Machines and free weights can benefit in different ways. If you want to get stronger, some kind of resistance training is the way to go. So when you walk into the gym, should you start loading plates onto a barbell or should you just walk up to the first easy-to-use machine you spot? Let’s compare both of them. This ultimate guide to weight machines vs. free weights will help you achieve better results.

Free Weights

Free weights force you to use more stabilizer muscles to balance the weight. This can help you to build more overall strength, because the stabilizer muscles are crucial for major muscles groups to produce the most force.


Research has shown that exercises, such as the free-weight squat, burn about 50% more calories than machine exercises, such as the leg press.

Stronger stabilizers equal better lifts, which equal bigger muscles. Machines also have their advantages. In fact, research shows that machines can build strength as efficiently as free weights.

Free Weights include dumbbells, barbells, kettlebells, and anything else you can pick up and hold. They make your body work against gravity to pick up the object.

For certain exercises, you may need a bench to sit or lie on, or other equipment such as a squat cage to conveniently and safely work with the weight.

Weight Machines

Machines include anything that you sit in, or on, while you pull or push a lever through a specific range of motion.

For example, a leg extension machine or a chest press machine. Typically you’re holding onto handles that use pulleys to lift weights from a stack; you put a pin into the stack to select how much weight you will work with.


The fact that machines use less stabilizer muscles is also a benefit, because it helps you focus more on the targeted muscle.

One study from Illinois State University (Normal) reported that when subjects performed free-weight bench presses, they used more front- and middle-delt muscles than during machine bench presses.

The researchers reasoned that this is likely due to the need for the deltoid muscles to stabilize the shoulder joints to balance the bar when pressing a barbell.

Because the machine is on a fixed path, the shoulders don’t need to stabilize the shoulder joints. Less involvement from the delts means you can place focus more on the pecs for greater muscle growth.

Easy to Learn with Machines

Before you rush out and pick up the nearest barbell, remember that you need to know how to work those things! Good form is essential to prevent injury.

If you try to deadlift too much weight, and you don’t know how to keep your back straight, you could hurt your back. You really need a trainer or an experienced workout buddy to help you learn the right way to lift.

However, this ultimate guide to weight machines vs. free weights is great and have different benefits.

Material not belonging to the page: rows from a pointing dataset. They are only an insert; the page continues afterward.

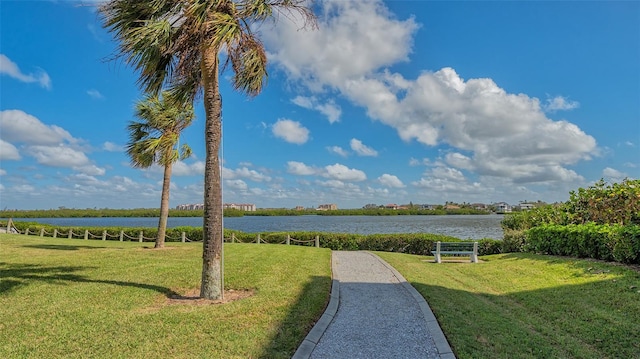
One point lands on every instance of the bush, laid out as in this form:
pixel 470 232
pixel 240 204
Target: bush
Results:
pixel 514 241
pixel 605 242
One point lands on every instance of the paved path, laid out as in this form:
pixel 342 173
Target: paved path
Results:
pixel 373 313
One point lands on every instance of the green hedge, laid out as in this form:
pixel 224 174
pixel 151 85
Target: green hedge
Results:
pixel 412 243
pixel 608 242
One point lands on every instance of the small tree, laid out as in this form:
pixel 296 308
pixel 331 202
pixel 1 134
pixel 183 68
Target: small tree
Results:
pixel 155 140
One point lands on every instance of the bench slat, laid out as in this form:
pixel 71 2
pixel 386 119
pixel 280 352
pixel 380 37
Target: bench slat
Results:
pixel 456 248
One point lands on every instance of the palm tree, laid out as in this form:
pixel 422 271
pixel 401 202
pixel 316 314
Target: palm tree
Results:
pixel 154 140
pixel 177 44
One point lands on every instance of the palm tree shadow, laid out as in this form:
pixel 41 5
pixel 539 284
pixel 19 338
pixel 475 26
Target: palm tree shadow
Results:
pixel 14 276
pixel 60 247
pixel 291 332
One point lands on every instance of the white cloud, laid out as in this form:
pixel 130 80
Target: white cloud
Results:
pixel 361 149
pixel 181 168
pixel 58 156
pixel 244 172
pixel 301 169
pixel 290 131
pixel 112 147
pixel 18 126
pixel 353 38
pixel 11 69
pixel 95 94
pixel 560 103
pixel 491 131
pixel 8 151
pixel 613 176
pixel 237 184
pixel 344 173
pixel 329 109
pixel 338 150
pixel 90 169
pixel 390 181
pixel 49 145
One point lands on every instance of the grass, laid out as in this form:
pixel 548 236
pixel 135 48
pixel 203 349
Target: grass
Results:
pixel 63 298
pixel 530 306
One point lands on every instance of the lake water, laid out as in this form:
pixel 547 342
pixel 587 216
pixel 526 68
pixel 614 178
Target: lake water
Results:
pixel 460 226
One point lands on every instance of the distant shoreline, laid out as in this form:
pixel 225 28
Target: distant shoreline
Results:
pixel 155 212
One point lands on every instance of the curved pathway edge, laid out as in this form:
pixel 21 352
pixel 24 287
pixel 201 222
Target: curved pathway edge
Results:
pixel 309 343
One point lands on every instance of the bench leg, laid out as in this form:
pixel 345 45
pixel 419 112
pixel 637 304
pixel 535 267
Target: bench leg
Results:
pixel 474 256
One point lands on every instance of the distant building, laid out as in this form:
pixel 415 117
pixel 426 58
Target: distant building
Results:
pixel 327 207
pixel 480 206
pixel 526 206
pixel 190 206
pixel 430 207
pixel 502 207
pixel 248 207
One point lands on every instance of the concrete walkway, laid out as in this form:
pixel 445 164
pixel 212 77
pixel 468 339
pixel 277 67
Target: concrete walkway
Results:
pixel 373 313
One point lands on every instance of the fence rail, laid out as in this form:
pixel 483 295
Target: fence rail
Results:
pixel 122 235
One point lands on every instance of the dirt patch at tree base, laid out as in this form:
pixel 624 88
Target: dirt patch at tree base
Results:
pixel 192 297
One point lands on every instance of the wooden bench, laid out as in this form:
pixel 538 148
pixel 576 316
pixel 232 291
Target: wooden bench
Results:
pixel 466 248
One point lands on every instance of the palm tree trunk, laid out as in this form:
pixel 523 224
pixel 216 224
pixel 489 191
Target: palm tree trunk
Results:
pixel 212 286
pixel 164 206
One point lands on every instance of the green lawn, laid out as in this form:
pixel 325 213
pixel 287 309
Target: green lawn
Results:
pixel 530 306
pixel 63 298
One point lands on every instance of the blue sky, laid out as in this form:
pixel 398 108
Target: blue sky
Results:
pixel 387 102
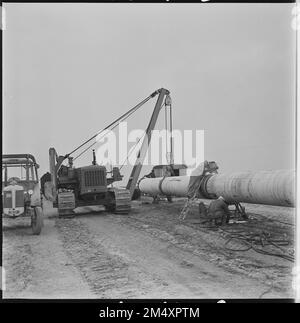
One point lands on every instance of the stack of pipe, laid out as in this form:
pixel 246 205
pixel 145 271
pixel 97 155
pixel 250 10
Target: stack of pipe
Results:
pixel 262 187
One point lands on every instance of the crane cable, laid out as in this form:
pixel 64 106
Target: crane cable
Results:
pixel 132 148
pixel 113 124
pixel 86 149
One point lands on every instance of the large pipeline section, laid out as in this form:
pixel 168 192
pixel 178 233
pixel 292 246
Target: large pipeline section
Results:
pixel 263 187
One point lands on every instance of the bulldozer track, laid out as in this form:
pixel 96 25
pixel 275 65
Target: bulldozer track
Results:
pixel 122 201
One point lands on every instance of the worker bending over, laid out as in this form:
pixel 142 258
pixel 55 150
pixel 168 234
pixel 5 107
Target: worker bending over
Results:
pixel 218 211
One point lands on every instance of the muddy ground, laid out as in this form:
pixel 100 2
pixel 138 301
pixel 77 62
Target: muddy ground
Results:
pixel 147 254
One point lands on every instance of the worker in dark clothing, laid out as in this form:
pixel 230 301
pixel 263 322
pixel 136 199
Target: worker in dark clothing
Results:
pixel 218 211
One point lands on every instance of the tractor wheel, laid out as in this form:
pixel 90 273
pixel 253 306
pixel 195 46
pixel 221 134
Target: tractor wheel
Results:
pixel 37 220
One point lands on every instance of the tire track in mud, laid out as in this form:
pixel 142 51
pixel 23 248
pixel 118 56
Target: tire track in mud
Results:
pixel 20 265
pixel 107 275
pixel 210 244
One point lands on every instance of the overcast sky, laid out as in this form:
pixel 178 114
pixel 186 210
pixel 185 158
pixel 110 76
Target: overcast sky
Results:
pixel 70 69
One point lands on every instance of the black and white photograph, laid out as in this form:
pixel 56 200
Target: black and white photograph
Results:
pixel 149 152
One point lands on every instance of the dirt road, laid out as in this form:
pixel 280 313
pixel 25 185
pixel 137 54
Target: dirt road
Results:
pixel 147 254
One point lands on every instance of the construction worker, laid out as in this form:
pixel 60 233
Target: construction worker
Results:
pixel 218 211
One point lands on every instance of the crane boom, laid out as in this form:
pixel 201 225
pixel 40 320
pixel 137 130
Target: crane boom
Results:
pixel 135 173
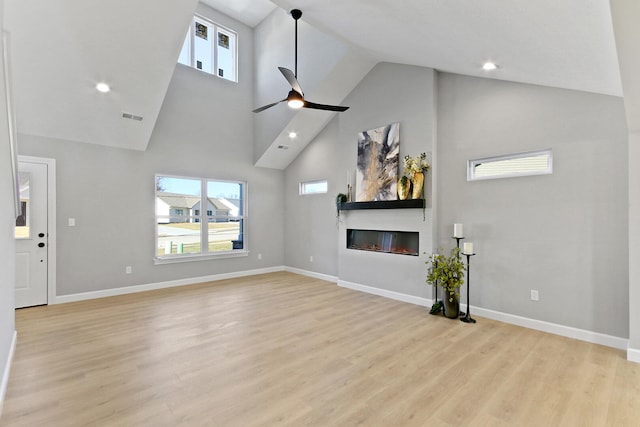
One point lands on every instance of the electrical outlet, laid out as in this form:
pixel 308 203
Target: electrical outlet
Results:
pixel 534 295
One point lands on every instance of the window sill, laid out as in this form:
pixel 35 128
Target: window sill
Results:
pixel 199 257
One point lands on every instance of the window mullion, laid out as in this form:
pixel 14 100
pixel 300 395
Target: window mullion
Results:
pixel 204 220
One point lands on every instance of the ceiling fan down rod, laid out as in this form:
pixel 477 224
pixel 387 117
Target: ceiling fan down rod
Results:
pixel 296 14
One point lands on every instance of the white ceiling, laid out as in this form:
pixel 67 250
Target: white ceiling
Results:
pixel 249 12
pixel 560 43
pixel 60 49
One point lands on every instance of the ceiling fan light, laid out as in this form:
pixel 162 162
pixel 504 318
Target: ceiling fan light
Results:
pixel 295 100
pixel 489 66
pixel 295 103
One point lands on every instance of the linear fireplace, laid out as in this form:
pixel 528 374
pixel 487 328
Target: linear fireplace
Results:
pixel 394 242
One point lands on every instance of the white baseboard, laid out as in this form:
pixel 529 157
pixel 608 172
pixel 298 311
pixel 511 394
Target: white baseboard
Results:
pixel 7 370
pixel 161 285
pixel 386 293
pixel 313 274
pixel 553 328
pixel 633 355
pixel 539 325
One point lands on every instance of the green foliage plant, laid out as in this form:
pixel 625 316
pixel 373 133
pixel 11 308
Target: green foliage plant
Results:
pixel 446 272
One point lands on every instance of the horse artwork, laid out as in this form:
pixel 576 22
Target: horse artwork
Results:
pixel 378 160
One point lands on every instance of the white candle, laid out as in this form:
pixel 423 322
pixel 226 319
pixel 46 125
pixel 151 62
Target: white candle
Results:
pixel 467 248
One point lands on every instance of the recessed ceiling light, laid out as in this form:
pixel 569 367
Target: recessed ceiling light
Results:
pixel 489 66
pixel 103 87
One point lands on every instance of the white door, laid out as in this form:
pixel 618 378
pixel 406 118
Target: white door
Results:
pixel 31 236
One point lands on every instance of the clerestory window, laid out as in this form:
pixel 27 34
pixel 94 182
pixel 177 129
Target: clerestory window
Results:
pixel 211 48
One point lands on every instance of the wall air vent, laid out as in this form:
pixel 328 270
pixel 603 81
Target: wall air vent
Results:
pixel 131 117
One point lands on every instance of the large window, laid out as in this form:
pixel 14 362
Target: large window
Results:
pixel 211 48
pixel 183 232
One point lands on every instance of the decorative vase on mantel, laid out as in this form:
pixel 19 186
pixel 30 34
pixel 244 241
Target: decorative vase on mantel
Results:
pixel 404 185
pixel 417 180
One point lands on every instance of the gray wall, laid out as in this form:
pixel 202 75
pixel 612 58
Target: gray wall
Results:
pixel 563 234
pixel 389 93
pixel 311 224
pixel 7 224
pixel 625 14
pixel 202 131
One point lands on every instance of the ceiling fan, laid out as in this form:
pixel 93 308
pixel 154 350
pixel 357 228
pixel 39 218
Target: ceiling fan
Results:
pixel 295 99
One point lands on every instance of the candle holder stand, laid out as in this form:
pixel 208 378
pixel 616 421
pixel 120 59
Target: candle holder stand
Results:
pixel 467 317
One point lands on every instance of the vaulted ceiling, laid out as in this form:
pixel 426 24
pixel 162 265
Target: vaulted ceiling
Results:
pixel 62 48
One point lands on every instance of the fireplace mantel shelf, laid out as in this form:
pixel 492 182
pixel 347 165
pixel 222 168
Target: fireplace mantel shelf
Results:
pixel 383 204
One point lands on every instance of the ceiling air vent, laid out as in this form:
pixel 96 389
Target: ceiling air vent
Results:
pixel 131 117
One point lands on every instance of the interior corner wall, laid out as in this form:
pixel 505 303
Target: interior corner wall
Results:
pixel 7 224
pixel 203 130
pixel 563 234
pixel 388 93
pixel 311 229
pixel 319 54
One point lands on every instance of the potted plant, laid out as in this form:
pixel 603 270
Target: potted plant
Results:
pixel 448 273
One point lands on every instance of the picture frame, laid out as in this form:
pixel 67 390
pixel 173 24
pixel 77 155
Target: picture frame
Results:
pixel 11 120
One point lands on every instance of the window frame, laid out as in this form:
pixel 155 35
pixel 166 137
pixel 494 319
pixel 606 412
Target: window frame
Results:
pixel 214 28
pixel 203 219
pixel 303 184
pixel 472 164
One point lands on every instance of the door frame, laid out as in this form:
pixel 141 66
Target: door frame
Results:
pixel 51 221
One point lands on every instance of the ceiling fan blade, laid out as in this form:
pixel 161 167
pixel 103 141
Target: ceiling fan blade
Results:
pixel 291 78
pixel 308 104
pixel 264 107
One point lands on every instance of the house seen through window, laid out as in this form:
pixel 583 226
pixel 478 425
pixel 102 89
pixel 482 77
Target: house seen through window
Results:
pixel 211 48
pixel 181 228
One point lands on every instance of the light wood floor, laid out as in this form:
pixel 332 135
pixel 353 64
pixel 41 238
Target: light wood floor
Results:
pixel 283 349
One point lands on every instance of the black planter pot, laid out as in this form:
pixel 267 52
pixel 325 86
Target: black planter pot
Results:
pixel 451 308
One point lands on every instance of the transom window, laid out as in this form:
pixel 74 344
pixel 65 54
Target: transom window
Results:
pixel 183 232
pixel 211 48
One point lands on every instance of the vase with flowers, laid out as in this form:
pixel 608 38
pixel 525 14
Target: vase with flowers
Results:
pixel 415 168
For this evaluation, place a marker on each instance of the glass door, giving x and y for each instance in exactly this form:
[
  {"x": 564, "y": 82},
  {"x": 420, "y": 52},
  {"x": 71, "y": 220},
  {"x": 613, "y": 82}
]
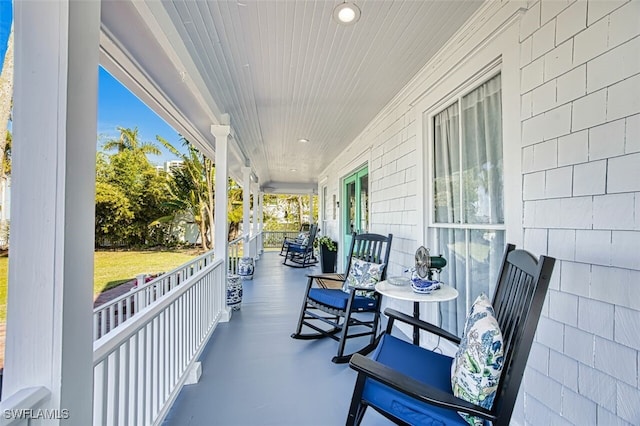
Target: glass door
[{"x": 356, "y": 204}]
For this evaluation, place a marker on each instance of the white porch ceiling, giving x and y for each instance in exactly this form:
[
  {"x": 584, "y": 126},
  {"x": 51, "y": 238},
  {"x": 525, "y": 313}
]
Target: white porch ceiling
[{"x": 281, "y": 69}]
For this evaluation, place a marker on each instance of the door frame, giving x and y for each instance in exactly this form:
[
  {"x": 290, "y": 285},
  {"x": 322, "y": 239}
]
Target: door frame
[{"x": 353, "y": 177}]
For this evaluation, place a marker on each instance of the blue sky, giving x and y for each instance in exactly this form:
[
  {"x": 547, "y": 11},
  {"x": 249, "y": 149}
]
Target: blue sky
[{"x": 117, "y": 106}]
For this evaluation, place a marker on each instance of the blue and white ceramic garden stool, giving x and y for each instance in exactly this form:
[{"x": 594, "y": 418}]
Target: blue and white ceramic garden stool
[
  {"x": 234, "y": 291},
  {"x": 246, "y": 268}
]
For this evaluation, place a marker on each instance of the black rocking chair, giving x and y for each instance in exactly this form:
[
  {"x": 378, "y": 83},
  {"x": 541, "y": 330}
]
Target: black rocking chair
[
  {"x": 302, "y": 235},
  {"x": 412, "y": 385},
  {"x": 343, "y": 310},
  {"x": 300, "y": 255}
]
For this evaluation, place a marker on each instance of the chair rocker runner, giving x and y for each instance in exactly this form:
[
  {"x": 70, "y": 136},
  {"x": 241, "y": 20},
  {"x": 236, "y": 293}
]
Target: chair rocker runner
[
  {"x": 300, "y": 255},
  {"x": 354, "y": 306},
  {"x": 412, "y": 385}
]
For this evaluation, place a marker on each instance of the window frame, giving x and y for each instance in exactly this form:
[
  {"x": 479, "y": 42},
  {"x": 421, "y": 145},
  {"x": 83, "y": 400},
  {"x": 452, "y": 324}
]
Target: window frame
[{"x": 456, "y": 97}]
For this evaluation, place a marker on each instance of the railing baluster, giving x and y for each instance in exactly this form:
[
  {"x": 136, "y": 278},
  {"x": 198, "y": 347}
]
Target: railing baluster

As far as the belief that free-weight exercises will make you stronger than machine exercises, there is research that actually disproves this.

Valdosta State University (Georgia) researchers found that when subjects trained on a free-weight bench press or a machine bench press for 10 weeks, both groups increased their strength by about 10% on the free-weight bench press, which was used to determine the subjects’ strength both before and after the 10-week study.

Do not avoid machine exercises, always employ as many training tools as possible to maximize your results. That means using both free weights and machines. Focus on free weights earlier in your workout, and then, as your stabilizer muscles fatigue, go with machines later in the workout.

This method allows you to continue working the target muscle with maximum intensity without the stabilizer muscles holding back your training.

I also like machines if I’m doing an “easy” day at the gym, or if I’m having trouble working up the gumption to do a really tough exercise.